Jumat, 08 Juli 2011

Rule of rescue or the good of the many? An analysis of physicians’ and nurses’ preferences for allocating ICU beds

A new study from the University of Pennsylvania published in the July 2011 Intensive Care Medicine indicates that the so-called “rule of rescue” – whereby clinicians are prone to try to save their own patients as opposed to opening up a bed for a new patient – often prevails even in the face of substantial social benefit in terms of cost containment and procurement of organ donations.


The researchers analyzed mixed methods questionnaires from 1,122 ICU clinicians in the U.S., 648 physicians and 438 nurses. The questionnaires addressed the clinicians’ preferences for allocating their last bed in the ICU to a gravely ill patient already being treated, but with little chance to survive, versus an incoming deceased or dying patient for whom aggressive management could help others through organ donation.
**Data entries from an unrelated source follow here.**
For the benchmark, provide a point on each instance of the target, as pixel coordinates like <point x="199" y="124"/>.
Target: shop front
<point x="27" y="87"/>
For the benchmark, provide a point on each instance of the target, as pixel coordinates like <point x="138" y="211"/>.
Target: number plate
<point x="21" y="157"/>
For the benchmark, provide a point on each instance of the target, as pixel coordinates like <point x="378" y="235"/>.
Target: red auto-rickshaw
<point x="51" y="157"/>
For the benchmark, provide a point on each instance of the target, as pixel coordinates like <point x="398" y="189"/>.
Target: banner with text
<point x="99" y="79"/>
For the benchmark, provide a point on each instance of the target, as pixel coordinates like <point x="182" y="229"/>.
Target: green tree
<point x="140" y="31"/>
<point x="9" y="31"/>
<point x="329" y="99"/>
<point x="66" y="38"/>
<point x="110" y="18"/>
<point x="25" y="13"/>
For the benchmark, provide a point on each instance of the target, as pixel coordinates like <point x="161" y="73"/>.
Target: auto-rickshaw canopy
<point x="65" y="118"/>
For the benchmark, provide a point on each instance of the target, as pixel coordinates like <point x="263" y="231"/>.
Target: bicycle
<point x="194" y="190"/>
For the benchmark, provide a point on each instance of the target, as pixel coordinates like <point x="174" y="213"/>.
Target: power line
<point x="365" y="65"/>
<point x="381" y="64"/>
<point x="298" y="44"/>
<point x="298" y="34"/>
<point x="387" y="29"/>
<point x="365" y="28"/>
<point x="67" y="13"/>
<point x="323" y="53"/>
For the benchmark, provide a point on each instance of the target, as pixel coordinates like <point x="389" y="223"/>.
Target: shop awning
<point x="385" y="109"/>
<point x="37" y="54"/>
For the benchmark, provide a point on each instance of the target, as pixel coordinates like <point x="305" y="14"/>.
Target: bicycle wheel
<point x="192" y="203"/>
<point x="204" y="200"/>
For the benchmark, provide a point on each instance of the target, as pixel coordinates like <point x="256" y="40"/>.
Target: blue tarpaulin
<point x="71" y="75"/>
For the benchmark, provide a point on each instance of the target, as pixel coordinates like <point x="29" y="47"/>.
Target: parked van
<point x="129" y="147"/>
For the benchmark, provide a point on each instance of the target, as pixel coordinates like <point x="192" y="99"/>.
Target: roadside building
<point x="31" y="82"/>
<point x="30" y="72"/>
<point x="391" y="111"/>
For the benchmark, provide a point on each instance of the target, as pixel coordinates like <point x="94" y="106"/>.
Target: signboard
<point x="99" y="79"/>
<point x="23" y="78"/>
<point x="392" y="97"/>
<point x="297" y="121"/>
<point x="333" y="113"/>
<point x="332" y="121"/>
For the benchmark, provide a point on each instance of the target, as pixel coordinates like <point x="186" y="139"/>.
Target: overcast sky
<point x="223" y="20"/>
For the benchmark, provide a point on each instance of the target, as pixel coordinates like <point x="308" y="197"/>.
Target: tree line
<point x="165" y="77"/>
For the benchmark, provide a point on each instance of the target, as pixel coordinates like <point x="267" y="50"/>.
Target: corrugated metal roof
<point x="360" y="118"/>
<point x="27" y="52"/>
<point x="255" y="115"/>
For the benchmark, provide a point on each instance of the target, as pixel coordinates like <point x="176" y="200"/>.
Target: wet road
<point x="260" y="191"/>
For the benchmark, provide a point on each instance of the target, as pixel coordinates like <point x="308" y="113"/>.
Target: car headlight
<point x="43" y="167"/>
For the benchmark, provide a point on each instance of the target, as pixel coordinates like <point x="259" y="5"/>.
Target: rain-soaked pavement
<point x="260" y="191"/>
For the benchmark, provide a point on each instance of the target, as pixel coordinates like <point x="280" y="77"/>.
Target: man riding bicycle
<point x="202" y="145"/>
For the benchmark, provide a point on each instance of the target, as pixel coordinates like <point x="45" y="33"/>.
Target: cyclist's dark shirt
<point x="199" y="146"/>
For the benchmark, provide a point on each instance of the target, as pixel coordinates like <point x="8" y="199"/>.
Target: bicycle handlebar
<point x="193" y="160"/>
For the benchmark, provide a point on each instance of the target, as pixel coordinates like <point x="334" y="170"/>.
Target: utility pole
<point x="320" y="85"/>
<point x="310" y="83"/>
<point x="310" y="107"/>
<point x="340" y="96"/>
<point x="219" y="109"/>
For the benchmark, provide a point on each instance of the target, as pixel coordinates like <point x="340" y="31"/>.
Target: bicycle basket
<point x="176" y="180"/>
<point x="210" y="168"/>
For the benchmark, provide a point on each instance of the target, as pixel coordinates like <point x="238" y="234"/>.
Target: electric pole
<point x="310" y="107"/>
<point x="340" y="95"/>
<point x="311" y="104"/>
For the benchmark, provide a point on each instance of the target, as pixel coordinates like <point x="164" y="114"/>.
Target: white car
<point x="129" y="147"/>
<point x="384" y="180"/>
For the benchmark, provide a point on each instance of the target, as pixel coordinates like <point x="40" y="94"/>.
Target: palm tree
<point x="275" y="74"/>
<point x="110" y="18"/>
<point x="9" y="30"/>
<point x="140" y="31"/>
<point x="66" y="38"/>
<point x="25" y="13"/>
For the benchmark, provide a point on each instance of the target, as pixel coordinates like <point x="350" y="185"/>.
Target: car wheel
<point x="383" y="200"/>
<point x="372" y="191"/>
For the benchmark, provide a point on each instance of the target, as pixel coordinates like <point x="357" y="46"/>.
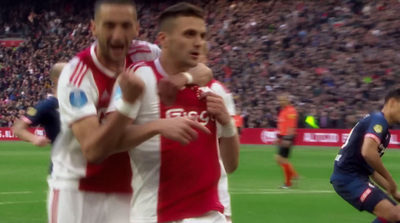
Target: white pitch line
<point x="21" y="202"/>
<point x="16" y="192"/>
<point x="282" y="191"/>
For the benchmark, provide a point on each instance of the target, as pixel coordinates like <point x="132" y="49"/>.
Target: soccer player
<point x="359" y="159"/>
<point x="44" y="114"/>
<point x="287" y="124"/>
<point x="89" y="183"/>
<point x="174" y="182"/>
<point x="221" y="90"/>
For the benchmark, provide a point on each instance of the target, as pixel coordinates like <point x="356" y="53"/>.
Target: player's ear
<point x="162" y="38"/>
<point x="137" y="25"/>
<point x="93" y="27"/>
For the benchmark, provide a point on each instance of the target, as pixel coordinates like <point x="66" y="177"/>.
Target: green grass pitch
<point x="254" y="186"/>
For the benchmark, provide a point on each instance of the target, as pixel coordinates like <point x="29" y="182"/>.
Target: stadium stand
<point x="337" y="58"/>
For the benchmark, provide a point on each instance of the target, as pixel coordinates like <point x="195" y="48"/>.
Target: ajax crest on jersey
<point x="378" y="128"/>
<point x="31" y="111"/>
<point x="78" y="98"/>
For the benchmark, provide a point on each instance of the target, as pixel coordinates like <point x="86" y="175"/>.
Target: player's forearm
<point x="292" y="131"/>
<point x="229" y="150"/>
<point x="134" y="135"/>
<point x="96" y="147"/>
<point x="380" y="180"/>
<point x="373" y="159"/>
<point x="20" y="129"/>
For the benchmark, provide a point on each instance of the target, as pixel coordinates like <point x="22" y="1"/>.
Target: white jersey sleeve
<point x="226" y="95"/>
<point x="219" y="89"/>
<point x="143" y="51"/>
<point x="146" y="74"/>
<point x="77" y="92"/>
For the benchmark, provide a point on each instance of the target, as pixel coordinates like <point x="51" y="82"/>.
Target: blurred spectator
<point x="337" y="57"/>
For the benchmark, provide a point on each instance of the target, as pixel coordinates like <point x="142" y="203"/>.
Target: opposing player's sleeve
<point x="291" y="118"/>
<point x="377" y="129"/>
<point x="35" y="114"/>
<point x="143" y="51"/>
<point x="77" y="92"/>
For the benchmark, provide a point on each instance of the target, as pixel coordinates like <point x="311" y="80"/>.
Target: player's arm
<point x="229" y="141"/>
<point x="380" y="180"/>
<point x="370" y="153"/>
<point x="20" y="127"/>
<point x="78" y="109"/>
<point x="178" y="129"/>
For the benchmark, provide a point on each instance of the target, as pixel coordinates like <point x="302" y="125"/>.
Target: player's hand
<point x="41" y="141"/>
<point x="396" y="196"/>
<point x="201" y="74"/>
<point x="131" y="86"/>
<point x="216" y="107"/>
<point x="391" y="187"/>
<point x="168" y="89"/>
<point x="181" y="129"/>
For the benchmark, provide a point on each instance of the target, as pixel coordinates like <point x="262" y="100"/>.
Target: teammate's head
<point x="182" y="33"/>
<point x="391" y="109"/>
<point x="55" y="72"/>
<point x="284" y="99"/>
<point x="203" y="54"/>
<point x="115" y="26"/>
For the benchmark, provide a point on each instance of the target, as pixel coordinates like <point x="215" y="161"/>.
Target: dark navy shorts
<point x="360" y="193"/>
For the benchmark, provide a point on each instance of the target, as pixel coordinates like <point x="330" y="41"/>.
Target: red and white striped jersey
<point x="173" y="182"/>
<point x="223" y="192"/>
<point x="85" y="88"/>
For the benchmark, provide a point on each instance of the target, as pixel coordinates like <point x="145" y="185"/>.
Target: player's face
<point x="396" y="110"/>
<point x="186" y="40"/>
<point x="115" y="27"/>
<point x="283" y="101"/>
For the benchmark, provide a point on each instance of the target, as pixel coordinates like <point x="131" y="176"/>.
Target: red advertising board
<point x="6" y="134"/>
<point x="11" y="42"/>
<point x="308" y="137"/>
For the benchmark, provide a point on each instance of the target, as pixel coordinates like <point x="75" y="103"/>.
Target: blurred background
<point x="336" y="57"/>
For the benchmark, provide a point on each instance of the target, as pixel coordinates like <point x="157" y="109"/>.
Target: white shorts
<point x="210" y="217"/>
<point x="71" y="206"/>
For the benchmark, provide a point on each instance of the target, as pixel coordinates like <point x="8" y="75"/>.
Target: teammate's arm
<point x="20" y="129"/>
<point x="94" y="138"/>
<point x="229" y="142"/>
<point x="370" y="153"/>
<point x="379" y="179"/>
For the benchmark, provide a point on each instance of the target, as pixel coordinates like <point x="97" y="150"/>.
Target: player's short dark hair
<point x="99" y="3"/>
<point x="395" y="93"/>
<point x="178" y="10"/>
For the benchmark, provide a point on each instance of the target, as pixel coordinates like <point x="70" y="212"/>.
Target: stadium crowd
<point x="337" y="58"/>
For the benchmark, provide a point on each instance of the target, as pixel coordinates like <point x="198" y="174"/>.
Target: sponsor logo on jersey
<point x="78" y="98"/>
<point x="203" y="117"/>
<point x="378" y="128"/>
<point x="31" y="111"/>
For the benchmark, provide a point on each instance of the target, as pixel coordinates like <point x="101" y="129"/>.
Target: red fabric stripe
<point x="82" y="75"/>
<point x="365" y="194"/>
<point x="135" y="47"/>
<point x="26" y="120"/>
<point x="139" y="51"/>
<point x="382" y="220"/>
<point x="75" y="72"/>
<point x="374" y="137"/>
<point x="54" y="209"/>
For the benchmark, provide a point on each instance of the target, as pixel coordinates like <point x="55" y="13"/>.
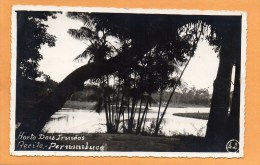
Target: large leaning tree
<point x="145" y="32"/>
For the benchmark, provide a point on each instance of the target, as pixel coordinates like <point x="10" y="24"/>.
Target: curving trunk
<point x="216" y="126"/>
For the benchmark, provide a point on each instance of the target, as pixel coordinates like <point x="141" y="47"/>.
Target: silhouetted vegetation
<point x="131" y="58"/>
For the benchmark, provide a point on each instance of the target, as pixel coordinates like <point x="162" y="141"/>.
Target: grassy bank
<point x="203" y="116"/>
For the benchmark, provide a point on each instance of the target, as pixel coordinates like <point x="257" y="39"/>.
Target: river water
<point x="88" y="121"/>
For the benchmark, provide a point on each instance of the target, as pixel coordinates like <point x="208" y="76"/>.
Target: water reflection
<point x="88" y="121"/>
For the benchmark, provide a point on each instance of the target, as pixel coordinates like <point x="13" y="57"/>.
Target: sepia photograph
<point x="127" y="82"/>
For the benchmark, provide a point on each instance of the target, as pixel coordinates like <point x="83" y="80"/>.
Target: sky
<point x="58" y="61"/>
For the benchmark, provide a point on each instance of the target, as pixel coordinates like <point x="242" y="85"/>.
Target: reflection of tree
<point x="149" y="36"/>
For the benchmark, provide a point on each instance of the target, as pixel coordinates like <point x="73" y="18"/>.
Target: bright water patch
<point x="88" y="121"/>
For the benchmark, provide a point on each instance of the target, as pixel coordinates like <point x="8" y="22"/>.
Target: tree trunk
<point x="233" y="119"/>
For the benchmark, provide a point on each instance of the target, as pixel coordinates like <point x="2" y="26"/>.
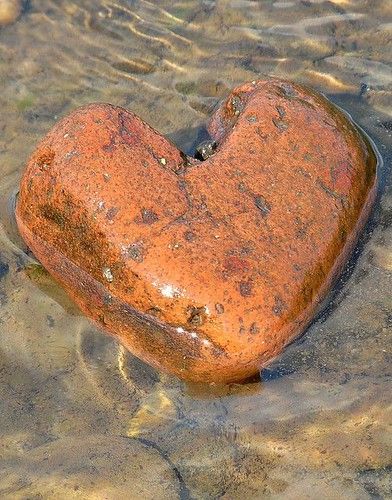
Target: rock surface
<point x="203" y="269"/>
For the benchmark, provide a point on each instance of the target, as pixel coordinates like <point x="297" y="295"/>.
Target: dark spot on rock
<point x="111" y="213"/>
<point x="252" y="118"/>
<point x="301" y="229"/>
<point x="262" y="205"/>
<point x="205" y="150"/>
<point x="386" y="124"/>
<point x="254" y="329"/>
<point x="219" y="308"/>
<point x="281" y="111"/>
<point x="45" y="159"/>
<point x="236" y="105"/>
<point x="54" y="215"/>
<point x="189" y="236"/>
<point x="196" y="315"/>
<point x="107" y="299"/>
<point x="4" y="268"/>
<point x="242" y="187"/>
<point x="279" y="306"/>
<point x="50" y="321"/>
<point x="135" y="252"/>
<point x="148" y="216"/>
<point x="280" y="124"/>
<point x="234" y="264"/>
<point x="109" y="148"/>
<point x="154" y="311"/>
<point x="245" y="288"/>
Physicians were more likely than nurses to adhere to the ‘‘rule of rescue’’ by allocating the last bed to the gravely ill patient (45.9 vs. 32.6 percent). The questionnaire also revealed that the magnitude of the “social benefit” to be obtained through organ donor management (5 or 30 life-years added for transplant recipients) had small and inconsistent effects on clinicians’ willingness to prioritize the donor, suggesting that clinicians’ willingness to act to promote society’s interests does not depend prominently on the magnitude of those interests.  


In sum, the ‘rule of rescue’ represents a substantial and persistent barrier to the efficient allocation of scarce resources and may impede efforts to improve patient triage or constrain costs.  The authors conclude that future research is needed to identify the actual frequencies with which clinicians prioritize individual patients when doing so carries real social costs, and to further explore factors related to the observed variability in allocation patterns among clinicians.